We managed to achieve what was considered impossible for 27 years – we brought our countries closer & we signed the historic Prespa Agreement, proving that our region is capable of resolving disputes and producing a future. @NikosKotzias, my dear friend, all best wishes! pic.twitter.com/tCq9k5o3Kh
— Nikola Dimitrov (@Dimitrov_Nikola) October 18, 2018
Focus in Skopje remains on passing constitutional amendments
The focus in Skopje continues to hover closely on PM Zaev’s efforts to move ahead with the implementation requirements for the Prespes Agreement. Following the low turnout for the September 30 referendum, which opened several new issues, the next phase involves a number of major changes to the country’s constitution, and these amendments require a 2/3 majority in the country’s 120-seat parliament. Debate on the changes began in parliament on October 15; Zaev and his allies confidently count 71-72 of the 80 votes needed with the main opposition VMRO-DPMNE party steadfastly opposed to compromise, although discussions have been ongoing for two weeks.

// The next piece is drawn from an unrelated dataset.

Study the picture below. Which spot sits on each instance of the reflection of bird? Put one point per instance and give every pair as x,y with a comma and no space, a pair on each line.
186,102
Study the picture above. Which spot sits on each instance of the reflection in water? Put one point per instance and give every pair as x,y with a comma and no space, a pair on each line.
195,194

The first of several potential votes on the amendments took place on October 19 with several unscheduled breaks and media reports of a small number of defecting VMRO-DPMNE deputies. If the amendments ultimately are not approved, Zaev will probably need to call snap elections, most likely to occur in early December, in the hopes of increasing his voting strength in parliament to pass the constitutional amendments. These results will then determine if and when the Prespes Agreement will be sent to Greece for ratification, with all the ramifications for coalition unity and snap elections there.

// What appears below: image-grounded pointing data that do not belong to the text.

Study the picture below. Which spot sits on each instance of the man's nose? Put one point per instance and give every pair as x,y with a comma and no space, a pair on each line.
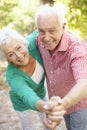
47,37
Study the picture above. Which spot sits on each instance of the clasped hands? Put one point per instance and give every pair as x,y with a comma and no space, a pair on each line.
54,111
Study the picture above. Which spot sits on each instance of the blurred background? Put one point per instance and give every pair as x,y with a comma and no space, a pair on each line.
19,14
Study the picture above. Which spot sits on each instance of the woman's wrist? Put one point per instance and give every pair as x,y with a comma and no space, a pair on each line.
40,105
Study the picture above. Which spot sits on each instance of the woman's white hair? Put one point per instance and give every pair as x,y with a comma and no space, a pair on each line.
7,34
46,10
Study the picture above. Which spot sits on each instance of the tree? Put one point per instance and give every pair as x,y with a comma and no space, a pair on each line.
6,12
76,15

Direct US intervention in Skopje, essentially just more of the same
The citizens of Macedonia/FYROM were treated to another heavy-handed example of direct foreign intervention in their politics when US Assistant Secretary of State for European and Eurasian Affairs Wess Mitchell, now a household name in Skopje, wrote to the main opposition party leader Hristijan Mickoski on October 16 asking him to create the space to allow his party members to vote freely on the constitutional amendments, free from coercion or threats of violence.
“Ова е историски важен момент за Вашата земја, момент што бара храбро лидерство и зрелост.” – Помошникот државен секретар за Европа и Евроазија во Стејт Департмент, Вес Мичел до @MickoskiHM. https://t.co/zfLcTbhvBg pic.twitter.com/7ndpQsymhR
— U.S. Embassy North Macedonia (@USEmbassySkopje) October 16, 2018
While it’s not clear if the letter actually boomeranged, it was given wide play in the local media. Mickoski quickly replied by letter to Mitchell, and VMRO-DPMNE said in a press release on October 17 “the Prespes Agreement is legally and politically dead.” Following that reply, the State Department announced it plans to dispatch one of Mitchell’s senior deputies to Skopje on October 22 for consultations.
NATO moves forward
On October 18 NATO officially launched accession talks with Macedonia/FYROM after inviting the country to join the alliance at its summit in July. NATO Secretary General Jens Stoltenberg has been seen as bending over backwards to take every possible step to facilitate the early accession of the alliance’s potential 30th member, at times embarrassingly omitting to mention in his public declarations that without the ratification of the Prespes Agreement in both countries his efforts will have been wasted.
Accession talks usually last around three months before an accession protocol can be finalized; with Stoltenberg in such a rush to expand the alliance in Southeast Europe it is possible NATO may cut corners to save time. Finally, the protocol needs to be ratified by all other NATO members, a process that takes around one year.